Damit Süddeutschland auf Dauer mobil bleibe, müsse die Politik sich zur Straße und der Notwendigkeit höherer Investitionen bekennen, forderte Dr. Peter Fischer vor Abgeordneten des Bundestages und des Landtages Baden-Württemberg. Er richtete sechs Empfehlungen an die Politik:
- Die Infrastrukturpolitik müsse mehr Gewicht erhalten
Heute dominierten konsumtive Ausgabenbereiche die Politik. Er zog Parallelen zwischen der Umsetzung der aktuellen politischen Reformprojekte und der Infrastrukturpolitik. In beiden Fällen habe Politik dann Erfolg, wenn die Notwendigkeit längerfristiger Ziele vermittelt werden könne. Darum müssten sich Politik und Wirtschaft gemeinsam bemühen. Die Infrastruktur brauche höhere Investitionen, weil das starke Nachfragewachstum des Verkehrs sich
nicht den zu knappen Etatplanungen des Bundes anpassen werde. Dem Bundesverkehrswegeplan liege für die Fernstraßen bis 2015 ein Investitionszuwachs von zehn Prozent zugrunde. Der Verkehrszuwachs solle bei Pkw 19 Prozent und bei Lkw mindestens 57 Prozent betragen.
- Die Politik müsse die Rolle der Straße als Garant für Mobilität anerkennen
Rund 70 Prozent des Güterverkehrs und 88 Prozent des Personenverkehrs nutzten die Straße. Selbst die Schiene und die Schifffahrt könnten meist nicht auf die Zubringer- und Verteilverkehre über die Straße verzichten. Da die von der Politik erhofften Verlagerungseffekte ausblieben, müsse sie sich intensiver Lösungen zur Stärkung des Straßensystems zuwenden.
- Dringlich seien wirksame Maßnahmen gegen den Stau
Dies gelte besonders für Baden-Württemberg, wo die Nutzung der Autobahnen um 18 Prozent und die der Bundesstraßen sogar um 36 Prozent über dem Bundesdurchschnitt liege. Rund 30 Millionen Liter Kraftstoff würden pro Tag in Deutschland im Stau verschwendet. Der Ausbau der Fernstraßen müsse daher beschleunigt werden. Das Verkehrssystem drohe sonst zur Wachstumsbremse für die Wirtschaft zu werden.
- Die Erhaltung des vorhandenen Straßennetzes brauche einen höheren Stellenwert
Der unverändert wachsenden Verkehrsnachfrage stehe ein nahezu konstantes Straßennetz gegenüber. Durch die immer intensivere Nutzung nehme der Erhaltungsbedarf zu. Investitionen in die Erhaltung seien ein Beitrag zu nachhaltiger Entwicklung. Kommenden Generationen müsse ein leistungsfähiges Verkehrsnetz übergeben werden.

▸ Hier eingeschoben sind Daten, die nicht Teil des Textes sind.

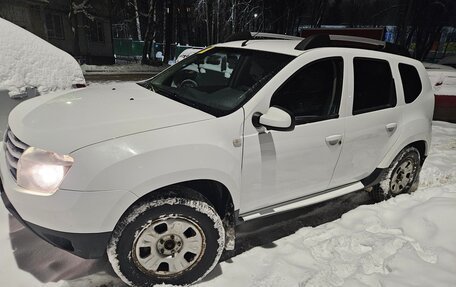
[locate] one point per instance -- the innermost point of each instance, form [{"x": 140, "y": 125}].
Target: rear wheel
[
  {"x": 173, "y": 240},
  {"x": 402, "y": 176}
]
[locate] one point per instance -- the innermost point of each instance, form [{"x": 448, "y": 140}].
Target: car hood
[{"x": 69, "y": 121}]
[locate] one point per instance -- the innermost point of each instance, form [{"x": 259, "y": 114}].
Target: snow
[
  {"x": 29, "y": 61},
  {"x": 405, "y": 241}
]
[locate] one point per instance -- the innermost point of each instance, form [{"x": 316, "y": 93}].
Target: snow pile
[
  {"x": 405, "y": 241},
  {"x": 28, "y": 61},
  {"x": 443, "y": 79}
]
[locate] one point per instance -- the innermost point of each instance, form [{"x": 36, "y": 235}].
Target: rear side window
[
  {"x": 313, "y": 93},
  {"x": 411, "y": 82},
  {"x": 374, "y": 86}
]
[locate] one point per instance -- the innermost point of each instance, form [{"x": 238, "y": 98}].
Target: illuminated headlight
[{"x": 41, "y": 171}]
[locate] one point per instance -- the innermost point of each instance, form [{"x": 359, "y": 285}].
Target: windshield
[{"x": 218, "y": 80}]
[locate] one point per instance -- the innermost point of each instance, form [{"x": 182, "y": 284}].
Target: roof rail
[
  {"x": 325, "y": 40},
  {"x": 262, "y": 35},
  {"x": 259, "y": 35}
]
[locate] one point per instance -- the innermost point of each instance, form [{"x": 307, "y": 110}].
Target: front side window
[
  {"x": 314, "y": 92},
  {"x": 374, "y": 86},
  {"x": 218, "y": 80}
]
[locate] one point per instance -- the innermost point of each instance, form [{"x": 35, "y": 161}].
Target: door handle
[
  {"x": 333, "y": 140},
  {"x": 391, "y": 127}
]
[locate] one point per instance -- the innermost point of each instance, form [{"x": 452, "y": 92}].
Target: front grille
[{"x": 13, "y": 150}]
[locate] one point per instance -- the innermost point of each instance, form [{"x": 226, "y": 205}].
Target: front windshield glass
[{"x": 218, "y": 80}]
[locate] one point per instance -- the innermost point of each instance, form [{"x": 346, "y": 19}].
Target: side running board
[{"x": 303, "y": 201}]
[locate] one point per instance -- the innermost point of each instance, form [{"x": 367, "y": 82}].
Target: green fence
[{"x": 133, "y": 48}]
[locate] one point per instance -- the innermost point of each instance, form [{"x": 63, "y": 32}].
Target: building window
[
  {"x": 54, "y": 26},
  {"x": 96, "y": 33}
]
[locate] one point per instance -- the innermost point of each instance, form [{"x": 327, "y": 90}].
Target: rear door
[{"x": 372, "y": 128}]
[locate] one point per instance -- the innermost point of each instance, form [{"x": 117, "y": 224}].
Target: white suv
[{"x": 158, "y": 174}]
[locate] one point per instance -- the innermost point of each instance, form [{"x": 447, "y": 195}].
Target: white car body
[{"x": 128, "y": 142}]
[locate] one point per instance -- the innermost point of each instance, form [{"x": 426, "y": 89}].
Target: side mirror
[{"x": 276, "y": 118}]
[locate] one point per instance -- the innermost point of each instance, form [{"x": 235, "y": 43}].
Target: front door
[{"x": 284, "y": 165}]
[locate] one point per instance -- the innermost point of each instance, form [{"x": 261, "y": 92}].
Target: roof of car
[{"x": 275, "y": 46}]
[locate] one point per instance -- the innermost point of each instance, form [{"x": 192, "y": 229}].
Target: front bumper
[
  {"x": 80, "y": 222},
  {"x": 85, "y": 245}
]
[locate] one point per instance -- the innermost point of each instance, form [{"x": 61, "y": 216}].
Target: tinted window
[
  {"x": 374, "y": 86},
  {"x": 314, "y": 92},
  {"x": 218, "y": 80},
  {"x": 411, "y": 82}
]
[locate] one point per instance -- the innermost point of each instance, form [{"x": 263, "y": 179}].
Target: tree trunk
[
  {"x": 169, "y": 29},
  {"x": 149, "y": 35}
]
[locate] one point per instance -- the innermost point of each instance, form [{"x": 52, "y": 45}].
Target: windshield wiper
[{"x": 174, "y": 95}]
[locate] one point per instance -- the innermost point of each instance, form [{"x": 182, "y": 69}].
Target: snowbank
[{"x": 28, "y": 61}]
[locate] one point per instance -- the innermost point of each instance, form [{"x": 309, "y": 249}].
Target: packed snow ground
[
  {"x": 29, "y": 61},
  {"x": 405, "y": 241}
]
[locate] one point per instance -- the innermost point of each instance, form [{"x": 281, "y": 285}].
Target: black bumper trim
[
  {"x": 85, "y": 245},
  {"x": 373, "y": 178}
]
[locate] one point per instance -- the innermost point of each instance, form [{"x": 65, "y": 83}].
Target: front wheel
[
  {"x": 402, "y": 176},
  {"x": 173, "y": 240}
]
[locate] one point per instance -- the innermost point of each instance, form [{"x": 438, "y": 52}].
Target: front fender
[{"x": 144, "y": 162}]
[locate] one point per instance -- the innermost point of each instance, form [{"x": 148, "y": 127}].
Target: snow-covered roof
[
  {"x": 275, "y": 46},
  {"x": 29, "y": 61}
]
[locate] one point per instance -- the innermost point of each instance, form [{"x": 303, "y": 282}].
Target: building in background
[{"x": 55, "y": 21}]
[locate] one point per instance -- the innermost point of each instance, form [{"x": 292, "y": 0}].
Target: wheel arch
[{"x": 213, "y": 191}]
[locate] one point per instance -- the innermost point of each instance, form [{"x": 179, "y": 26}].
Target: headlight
[{"x": 41, "y": 171}]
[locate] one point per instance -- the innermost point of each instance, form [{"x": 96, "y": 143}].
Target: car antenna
[{"x": 253, "y": 36}]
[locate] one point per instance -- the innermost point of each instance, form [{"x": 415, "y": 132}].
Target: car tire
[
  {"x": 175, "y": 239},
  {"x": 402, "y": 176}
]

- Die Finanzmittel müssten stärker nach Effizienzkriterien eingesetzt werden
In Zeiten knapper Kasse sei es besonders wichtig, das Infrastrukturnetz gesamtwirtschaftlich möglichst kostengünstig bereitzustellen. Der Bundesverkehrswegeplan lasse eine an Effizienzkriterien orientierte Mittelverteilung nicht erkennen. Der Kapazitätsausbau koste bei der Schiene im Verhältnis zum erwarteten Nachfragezuwachs fast doppelt so viel wie bei der Straße.
- Die Akzeptanz für Gebührenfinanzierung müsse zurück gewonnen werden
Nach dem Scheitern der streckenbezogenen Lkw-Maut sei es um so dringlicher den Rechtsrahmen der Maut so auszugestalten, dass die Akzeptanz für Gebührenfinanzierung wieder zunehme. Die Empfehlungen der Pällmann-Kommission gäben dazu die Richtung vor: ein eigenständiger Finanzierungskreislauf für die Fernstraßen über die Zweckbindung des Gebührenaufkommens für die Straße, eine tatsächliche Zusätzlichkeit
dieser Investitionen und Abgabensenkungen.